This repository contains the training script of our solution in the Arabicthon2023 in KSA.
Arabicthon is a deep learning competition organized by The King Salman Global Academy for the Arabic Language on purpose to enrich Riyadh Dictionary.
It is a website that facilitates arabic understanding throughout semantic relations between words, such as:
- Synonyms.
- Antonyms.
- Lexical field.
- Related words - Isomorphism.
- Hypernym.
- Hyponym.
- Object to instance relationship, etc.
The main features are :
- Easy search for non-arabic speakers : We provide both arabic and english search with an automatic translation of english to arabic
- User-friendly vizualisation tools : Semantic relations are not just displayed as a boring list of words, however there are other appealing display modes like WordCloud and 3D Graph.

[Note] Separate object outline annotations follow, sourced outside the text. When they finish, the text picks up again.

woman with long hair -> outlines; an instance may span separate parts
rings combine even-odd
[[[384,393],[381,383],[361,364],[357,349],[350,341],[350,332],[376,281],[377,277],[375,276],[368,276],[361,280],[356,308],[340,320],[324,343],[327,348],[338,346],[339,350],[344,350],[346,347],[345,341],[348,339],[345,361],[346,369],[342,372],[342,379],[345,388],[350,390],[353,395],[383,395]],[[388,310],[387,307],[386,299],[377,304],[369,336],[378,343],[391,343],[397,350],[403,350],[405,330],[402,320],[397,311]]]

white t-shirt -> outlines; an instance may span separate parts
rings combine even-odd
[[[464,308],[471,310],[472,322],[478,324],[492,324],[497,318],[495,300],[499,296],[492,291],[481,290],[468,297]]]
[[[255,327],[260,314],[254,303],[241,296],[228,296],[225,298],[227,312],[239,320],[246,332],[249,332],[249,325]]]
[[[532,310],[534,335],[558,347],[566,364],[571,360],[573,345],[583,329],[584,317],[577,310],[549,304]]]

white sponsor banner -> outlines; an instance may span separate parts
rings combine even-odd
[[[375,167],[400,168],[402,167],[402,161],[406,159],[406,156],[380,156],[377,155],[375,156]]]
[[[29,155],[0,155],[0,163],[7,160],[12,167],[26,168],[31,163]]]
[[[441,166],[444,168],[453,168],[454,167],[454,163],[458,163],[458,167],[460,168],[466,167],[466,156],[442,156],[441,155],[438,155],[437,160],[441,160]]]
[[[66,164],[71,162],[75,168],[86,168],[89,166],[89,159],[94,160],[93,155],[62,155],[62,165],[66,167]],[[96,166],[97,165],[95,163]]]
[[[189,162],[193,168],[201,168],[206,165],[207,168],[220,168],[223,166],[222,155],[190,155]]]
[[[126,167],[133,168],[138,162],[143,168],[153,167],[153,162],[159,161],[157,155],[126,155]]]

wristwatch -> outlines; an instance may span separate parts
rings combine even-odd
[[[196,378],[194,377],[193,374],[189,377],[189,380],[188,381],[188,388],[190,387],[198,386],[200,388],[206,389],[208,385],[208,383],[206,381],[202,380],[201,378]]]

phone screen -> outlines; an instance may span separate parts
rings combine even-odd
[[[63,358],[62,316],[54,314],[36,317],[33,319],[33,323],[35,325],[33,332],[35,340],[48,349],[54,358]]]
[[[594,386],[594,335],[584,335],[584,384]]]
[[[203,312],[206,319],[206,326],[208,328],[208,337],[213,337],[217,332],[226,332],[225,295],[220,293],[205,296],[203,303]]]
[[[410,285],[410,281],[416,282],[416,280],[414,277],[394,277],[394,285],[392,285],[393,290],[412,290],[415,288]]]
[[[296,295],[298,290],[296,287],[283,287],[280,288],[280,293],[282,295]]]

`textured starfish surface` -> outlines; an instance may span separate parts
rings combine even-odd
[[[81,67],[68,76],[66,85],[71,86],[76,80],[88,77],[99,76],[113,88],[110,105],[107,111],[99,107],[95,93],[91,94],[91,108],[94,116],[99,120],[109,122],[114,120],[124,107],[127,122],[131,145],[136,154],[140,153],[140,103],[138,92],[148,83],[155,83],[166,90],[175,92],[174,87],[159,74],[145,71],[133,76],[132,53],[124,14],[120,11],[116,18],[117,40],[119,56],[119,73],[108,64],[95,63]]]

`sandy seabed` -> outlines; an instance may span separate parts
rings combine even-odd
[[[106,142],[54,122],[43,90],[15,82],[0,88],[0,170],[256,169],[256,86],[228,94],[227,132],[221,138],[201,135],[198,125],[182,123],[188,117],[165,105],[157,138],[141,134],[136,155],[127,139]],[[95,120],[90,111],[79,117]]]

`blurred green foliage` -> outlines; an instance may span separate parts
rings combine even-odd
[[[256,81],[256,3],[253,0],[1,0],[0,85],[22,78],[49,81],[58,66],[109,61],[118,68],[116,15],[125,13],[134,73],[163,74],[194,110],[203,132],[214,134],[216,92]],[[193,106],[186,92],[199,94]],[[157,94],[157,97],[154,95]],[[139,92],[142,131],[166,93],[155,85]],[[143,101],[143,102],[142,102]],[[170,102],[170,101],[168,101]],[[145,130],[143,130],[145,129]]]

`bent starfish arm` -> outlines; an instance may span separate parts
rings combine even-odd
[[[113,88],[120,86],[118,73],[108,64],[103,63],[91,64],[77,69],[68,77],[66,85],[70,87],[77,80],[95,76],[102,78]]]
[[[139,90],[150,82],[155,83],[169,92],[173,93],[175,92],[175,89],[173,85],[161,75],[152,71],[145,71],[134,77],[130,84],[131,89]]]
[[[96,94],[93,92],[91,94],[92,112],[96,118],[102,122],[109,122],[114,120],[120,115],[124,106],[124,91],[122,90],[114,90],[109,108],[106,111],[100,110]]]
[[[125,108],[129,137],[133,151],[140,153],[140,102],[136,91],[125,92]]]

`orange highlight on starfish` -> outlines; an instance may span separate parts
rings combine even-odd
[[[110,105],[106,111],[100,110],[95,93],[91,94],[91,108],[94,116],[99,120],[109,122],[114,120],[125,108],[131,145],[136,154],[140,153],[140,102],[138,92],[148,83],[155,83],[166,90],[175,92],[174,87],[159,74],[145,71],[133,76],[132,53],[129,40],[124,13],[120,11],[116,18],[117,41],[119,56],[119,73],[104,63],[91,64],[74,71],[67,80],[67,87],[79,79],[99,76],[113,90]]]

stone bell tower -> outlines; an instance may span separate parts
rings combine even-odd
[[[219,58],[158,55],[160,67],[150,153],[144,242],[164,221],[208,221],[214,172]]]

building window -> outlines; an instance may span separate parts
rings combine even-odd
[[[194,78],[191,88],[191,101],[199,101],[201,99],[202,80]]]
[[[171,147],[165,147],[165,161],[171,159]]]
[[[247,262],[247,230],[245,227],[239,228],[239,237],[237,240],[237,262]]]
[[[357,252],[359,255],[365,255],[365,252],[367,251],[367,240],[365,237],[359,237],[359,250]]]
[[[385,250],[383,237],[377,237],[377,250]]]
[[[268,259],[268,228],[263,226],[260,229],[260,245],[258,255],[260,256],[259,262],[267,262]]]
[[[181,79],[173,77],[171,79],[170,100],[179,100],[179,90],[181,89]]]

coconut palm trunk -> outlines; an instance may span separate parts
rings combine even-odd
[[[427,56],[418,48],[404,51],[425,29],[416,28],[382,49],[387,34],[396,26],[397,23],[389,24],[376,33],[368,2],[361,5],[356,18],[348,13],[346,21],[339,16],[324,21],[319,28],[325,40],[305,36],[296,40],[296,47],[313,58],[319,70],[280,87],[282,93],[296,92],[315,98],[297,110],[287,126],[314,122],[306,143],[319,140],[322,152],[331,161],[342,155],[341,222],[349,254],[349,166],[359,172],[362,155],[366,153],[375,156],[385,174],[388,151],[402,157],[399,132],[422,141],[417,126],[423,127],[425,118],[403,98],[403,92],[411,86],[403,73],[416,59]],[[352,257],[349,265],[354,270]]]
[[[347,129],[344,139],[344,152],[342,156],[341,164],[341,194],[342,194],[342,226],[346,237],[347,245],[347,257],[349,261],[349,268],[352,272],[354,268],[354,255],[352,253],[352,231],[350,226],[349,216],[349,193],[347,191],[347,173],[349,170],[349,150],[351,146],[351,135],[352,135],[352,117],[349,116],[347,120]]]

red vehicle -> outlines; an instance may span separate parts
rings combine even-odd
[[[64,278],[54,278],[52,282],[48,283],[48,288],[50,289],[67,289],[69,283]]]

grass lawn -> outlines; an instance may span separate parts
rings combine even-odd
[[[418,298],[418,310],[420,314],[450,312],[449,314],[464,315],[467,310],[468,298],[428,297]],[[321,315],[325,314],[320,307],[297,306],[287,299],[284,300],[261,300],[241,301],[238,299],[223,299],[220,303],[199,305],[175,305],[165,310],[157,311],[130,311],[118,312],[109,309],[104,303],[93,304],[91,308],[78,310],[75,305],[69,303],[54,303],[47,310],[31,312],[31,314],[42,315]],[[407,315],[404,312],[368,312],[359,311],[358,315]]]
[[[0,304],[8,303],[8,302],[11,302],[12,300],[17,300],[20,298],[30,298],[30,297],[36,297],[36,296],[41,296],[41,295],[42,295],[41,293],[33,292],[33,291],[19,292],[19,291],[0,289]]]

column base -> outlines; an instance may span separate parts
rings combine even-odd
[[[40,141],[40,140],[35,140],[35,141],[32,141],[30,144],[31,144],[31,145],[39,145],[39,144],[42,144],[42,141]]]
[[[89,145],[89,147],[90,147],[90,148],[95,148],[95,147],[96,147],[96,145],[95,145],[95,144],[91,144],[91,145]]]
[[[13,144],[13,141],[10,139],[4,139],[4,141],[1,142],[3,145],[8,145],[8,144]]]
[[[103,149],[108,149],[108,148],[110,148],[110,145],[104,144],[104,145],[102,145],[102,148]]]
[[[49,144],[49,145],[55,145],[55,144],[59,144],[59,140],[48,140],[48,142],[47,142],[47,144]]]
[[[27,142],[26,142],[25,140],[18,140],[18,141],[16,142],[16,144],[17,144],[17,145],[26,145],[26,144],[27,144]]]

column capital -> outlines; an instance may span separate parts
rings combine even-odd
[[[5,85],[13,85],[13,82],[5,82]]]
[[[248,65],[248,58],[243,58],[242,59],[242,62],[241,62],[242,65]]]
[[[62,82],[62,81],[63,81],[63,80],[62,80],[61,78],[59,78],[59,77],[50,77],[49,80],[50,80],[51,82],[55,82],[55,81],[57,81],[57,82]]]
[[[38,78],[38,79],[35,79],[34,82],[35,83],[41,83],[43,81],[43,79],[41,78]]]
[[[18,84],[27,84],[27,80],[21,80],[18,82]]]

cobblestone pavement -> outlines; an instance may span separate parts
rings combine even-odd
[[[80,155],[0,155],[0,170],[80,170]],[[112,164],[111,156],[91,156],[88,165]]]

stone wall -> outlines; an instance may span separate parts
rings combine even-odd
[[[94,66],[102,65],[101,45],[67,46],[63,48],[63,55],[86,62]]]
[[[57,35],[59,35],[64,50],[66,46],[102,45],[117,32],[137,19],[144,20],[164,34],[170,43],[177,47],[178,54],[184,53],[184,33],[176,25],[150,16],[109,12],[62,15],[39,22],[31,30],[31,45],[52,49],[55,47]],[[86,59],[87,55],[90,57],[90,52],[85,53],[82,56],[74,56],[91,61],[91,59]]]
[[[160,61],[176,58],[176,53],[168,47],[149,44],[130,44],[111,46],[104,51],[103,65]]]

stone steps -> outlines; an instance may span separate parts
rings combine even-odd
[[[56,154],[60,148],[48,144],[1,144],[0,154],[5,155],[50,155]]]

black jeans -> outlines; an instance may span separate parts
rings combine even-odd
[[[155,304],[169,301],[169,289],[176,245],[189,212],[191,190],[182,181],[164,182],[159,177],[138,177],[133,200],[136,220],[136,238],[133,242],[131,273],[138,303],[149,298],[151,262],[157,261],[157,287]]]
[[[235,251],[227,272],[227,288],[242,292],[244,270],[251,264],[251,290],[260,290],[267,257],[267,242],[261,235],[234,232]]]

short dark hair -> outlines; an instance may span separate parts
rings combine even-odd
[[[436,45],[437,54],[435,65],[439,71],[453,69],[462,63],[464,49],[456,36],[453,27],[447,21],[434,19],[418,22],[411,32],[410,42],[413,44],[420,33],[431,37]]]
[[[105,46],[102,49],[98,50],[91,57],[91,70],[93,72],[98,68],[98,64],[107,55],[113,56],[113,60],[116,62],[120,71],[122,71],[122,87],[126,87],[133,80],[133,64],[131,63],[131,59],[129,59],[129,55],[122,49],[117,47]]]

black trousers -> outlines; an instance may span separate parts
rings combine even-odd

- WordCloud : Helps the user visualize the most related words to the input word.
- 3D Graph : Same advantage as a WordCloud, clickable nodes with another feature that enables the user to ...
- Assistance in learning semantic relations for beginners and advanced arabic learners, students and teachers and many more types of users! We provide an OCR tool that takes a text picture or PDF and detects all the relations in that text.
- Vocabulary quizzes : In order to enrich the database of Riyadh dictionary, we created smart quizzes for the users to check relations between given set of words, a double-edged sword Making the learner's experience more fun, improving the performance of our app!
React app that contains the frontend of the project. you can find it in here: https://github.com/mezdourcheima/arabicthon-front
Flask app that contains the backend of the project. you can find it in here: arabicthon_backend
This notebook covers machine translation backed by Hugging Face models txtai an all-in-one embeddings database for semantic search, LLM orchestration and language model workflows. The quality of machine translation via cloud services has come a very long way and produces high quality results. You can find the training file in here: en-to-ar-translation.ipynb
We used N-Grams model ported from Aravec, a pre-trained distributed word representation (word embedding) on more than 1M vocabularies. You can find the training files in here: [lexical-field-and-vizualisation-twitter.ipynb] ()
For word-similarity we used Embedding layers using cosine similarity.
Extracting 4 relations from AraWordNet which are : hypernym, hyponym, has_instance, is_instance.
SQLite database and a CSV file with a comprehensive collection of Arabic synonyms, antonyms. You can find the database here
A set of 500 synsets (extracted from the Arabic Wordnet). Each synset is enriched with a list of candidate synonyms. The total number is 3K candidates. Each candidate synonym is annotated with a fuzzy value.
We used tesseract 4 which adds a new neural net (LSTM) based OCR engine which is focused on line recognition, but also still supports the legacy Tesseract OCR engine of Tesseract 3 which works by recognizing character patterns.